Hmm, okay. Carry the one amount of big mistakes involved in this deal , multiply by three length of a contract Werth should have gotten and divide by 10 amount, in millions, he should have earned and you get He made just under a million dollars per home run this season. If I was making that much per homer in high school, well I'd have.

One million dollars! Shut up, I was a gap hitter. At least Werth less could spare some change for that super cool side burn 'do he's rocking in the picture. Nebraska is so full of talent it's ridiculous. So why do they always seem to disappoint in crunch time? Because Taylor Martinez is at the helm. He's a dynamic mobile quarterback and I've seen him make some nice throws. But he's got a bad completion percentage, throws about the same amount of picks as touchdowns through the air and just can't come up with a big throw when the time calls for it.

He's like a less accurate version of Jake Locker. Maybe that's why they were embarrassed in the Holiday Bowl last year against Locker's Washington Huskies. I'd like to see Martinez split wide or in the backfield to utilize his athleticism. But there's got to be a better QB option in Lincoln.

Look at him just carelessly throwing the ball away in the picture! Photographic evidence that he is overrated. Oh boy, we've got more facial hair problems. That stache is filthy. But he's on here because he's really just not that good. You tell me how a pitcher with a career record of and a 4.

Wright tackle a Baltimore ball carrier for a loss on fourth-and And the replay shows Wright line up wide and run a stunt inside around two defensive linemen. The Mannings spent the entire game rooting for neither the Ravens nor the Raiders. But they spent the whole time rooting for whichever offense was on the field. And the commentary came with the kind of humility that made these two millionaire Super Bowl winners immensely relatable.

He eventually found Marquise Brown for a yard score. He was never looking at the linemen. The commentary also pulled no punches. Both brothers called out officials for penalizing the Raiders for an offensive pass interference when a Las Vegas receiver barely got near the Ravens defender. I knew the guy, good guy. But he called the worst holding call. I let him have it. I felt so bad, I asked the NFL for his address.

I was going to write him an apology letter. They thought I was going to go and egg his house or something. The Mannings seemed astonished the Ravens played mostly zero coverage on defense and could often accurately predict what coverage both defenses would be in before the ball was snapped. The Raiders typically stayed in zone and the Ravens attacked, often bringing zero blitzes that forced their defensive backs to cover man-to-man.

Everybody liked you. There were a few bumps in the broadcast. Microphones went in and out several times, and the broadcast cut to commercial while the Mannings were in mid-sentence a few times.

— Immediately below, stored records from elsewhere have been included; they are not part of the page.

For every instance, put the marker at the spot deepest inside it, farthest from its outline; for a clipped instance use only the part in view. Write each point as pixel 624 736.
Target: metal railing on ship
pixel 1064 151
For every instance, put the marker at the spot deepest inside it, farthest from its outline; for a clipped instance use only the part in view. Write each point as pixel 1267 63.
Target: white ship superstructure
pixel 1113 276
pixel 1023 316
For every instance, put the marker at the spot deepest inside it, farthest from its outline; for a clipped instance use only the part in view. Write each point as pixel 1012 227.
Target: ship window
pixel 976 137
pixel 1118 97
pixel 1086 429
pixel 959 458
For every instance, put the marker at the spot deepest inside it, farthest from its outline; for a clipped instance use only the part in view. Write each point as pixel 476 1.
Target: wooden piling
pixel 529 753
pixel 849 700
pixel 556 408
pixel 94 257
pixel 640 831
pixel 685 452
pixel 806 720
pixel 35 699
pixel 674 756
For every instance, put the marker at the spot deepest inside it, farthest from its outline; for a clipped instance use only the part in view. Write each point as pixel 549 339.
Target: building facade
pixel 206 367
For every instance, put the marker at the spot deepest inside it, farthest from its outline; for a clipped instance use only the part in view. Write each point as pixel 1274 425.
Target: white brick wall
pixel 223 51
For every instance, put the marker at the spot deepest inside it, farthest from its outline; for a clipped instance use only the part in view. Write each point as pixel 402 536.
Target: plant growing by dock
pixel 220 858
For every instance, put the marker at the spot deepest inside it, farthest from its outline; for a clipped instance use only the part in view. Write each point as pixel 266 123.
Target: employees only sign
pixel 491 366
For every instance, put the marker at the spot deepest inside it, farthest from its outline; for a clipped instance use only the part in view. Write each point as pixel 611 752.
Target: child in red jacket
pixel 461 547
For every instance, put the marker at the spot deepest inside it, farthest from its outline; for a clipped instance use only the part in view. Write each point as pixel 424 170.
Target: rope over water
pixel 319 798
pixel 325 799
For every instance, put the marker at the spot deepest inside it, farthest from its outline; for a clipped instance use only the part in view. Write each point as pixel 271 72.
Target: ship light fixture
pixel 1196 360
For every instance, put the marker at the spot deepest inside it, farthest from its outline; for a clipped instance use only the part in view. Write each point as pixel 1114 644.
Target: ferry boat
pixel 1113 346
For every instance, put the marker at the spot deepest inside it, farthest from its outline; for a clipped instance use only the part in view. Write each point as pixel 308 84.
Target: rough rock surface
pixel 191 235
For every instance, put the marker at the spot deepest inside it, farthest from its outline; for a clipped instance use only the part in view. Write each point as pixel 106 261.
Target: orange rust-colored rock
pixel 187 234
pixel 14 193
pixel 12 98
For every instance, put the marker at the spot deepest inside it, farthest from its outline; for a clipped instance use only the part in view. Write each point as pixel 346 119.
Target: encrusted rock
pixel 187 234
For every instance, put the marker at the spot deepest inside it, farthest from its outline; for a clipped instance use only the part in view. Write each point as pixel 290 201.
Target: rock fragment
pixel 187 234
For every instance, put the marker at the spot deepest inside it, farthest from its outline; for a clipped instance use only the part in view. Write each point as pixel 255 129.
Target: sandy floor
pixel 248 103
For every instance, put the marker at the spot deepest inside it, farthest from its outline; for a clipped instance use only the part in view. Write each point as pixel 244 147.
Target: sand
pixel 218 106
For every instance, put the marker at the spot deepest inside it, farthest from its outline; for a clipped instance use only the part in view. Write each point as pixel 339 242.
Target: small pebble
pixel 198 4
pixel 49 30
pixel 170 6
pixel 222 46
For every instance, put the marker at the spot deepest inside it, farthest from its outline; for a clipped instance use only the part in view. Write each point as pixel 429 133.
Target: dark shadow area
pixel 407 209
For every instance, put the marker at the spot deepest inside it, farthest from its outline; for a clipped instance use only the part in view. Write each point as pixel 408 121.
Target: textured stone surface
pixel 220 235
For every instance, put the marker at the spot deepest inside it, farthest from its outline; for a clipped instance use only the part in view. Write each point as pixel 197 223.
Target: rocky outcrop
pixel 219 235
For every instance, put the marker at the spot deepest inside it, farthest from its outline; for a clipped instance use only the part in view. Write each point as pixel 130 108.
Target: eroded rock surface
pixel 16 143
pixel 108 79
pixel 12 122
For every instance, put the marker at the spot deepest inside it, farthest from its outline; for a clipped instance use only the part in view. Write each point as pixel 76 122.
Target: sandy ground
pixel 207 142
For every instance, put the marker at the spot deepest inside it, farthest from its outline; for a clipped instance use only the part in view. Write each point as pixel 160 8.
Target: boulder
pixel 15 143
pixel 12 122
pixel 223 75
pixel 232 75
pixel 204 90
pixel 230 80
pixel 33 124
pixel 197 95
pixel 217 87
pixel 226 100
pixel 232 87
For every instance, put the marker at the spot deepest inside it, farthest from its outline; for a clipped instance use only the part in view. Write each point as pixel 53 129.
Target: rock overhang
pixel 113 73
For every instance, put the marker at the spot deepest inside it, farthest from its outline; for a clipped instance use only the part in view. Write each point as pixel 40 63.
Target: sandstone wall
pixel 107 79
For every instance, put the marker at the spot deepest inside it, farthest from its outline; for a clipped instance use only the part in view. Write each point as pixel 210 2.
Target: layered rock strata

There was also a fire alarm that interrupted the game just before halftime, and Chiefs tight end Travis Kelce painted the broadcast blue with some foul language in the third quarter. Still, the Manning brothers had a lot of chemistry, doled out a ton of football knowledge, and kept things light with Barkley, Kelce, and two other guests — Ravens Hall of Famer Ray Lewis and Seahawks quarterback Russell Wilson, who was terrific analyzing the action at the end of the game.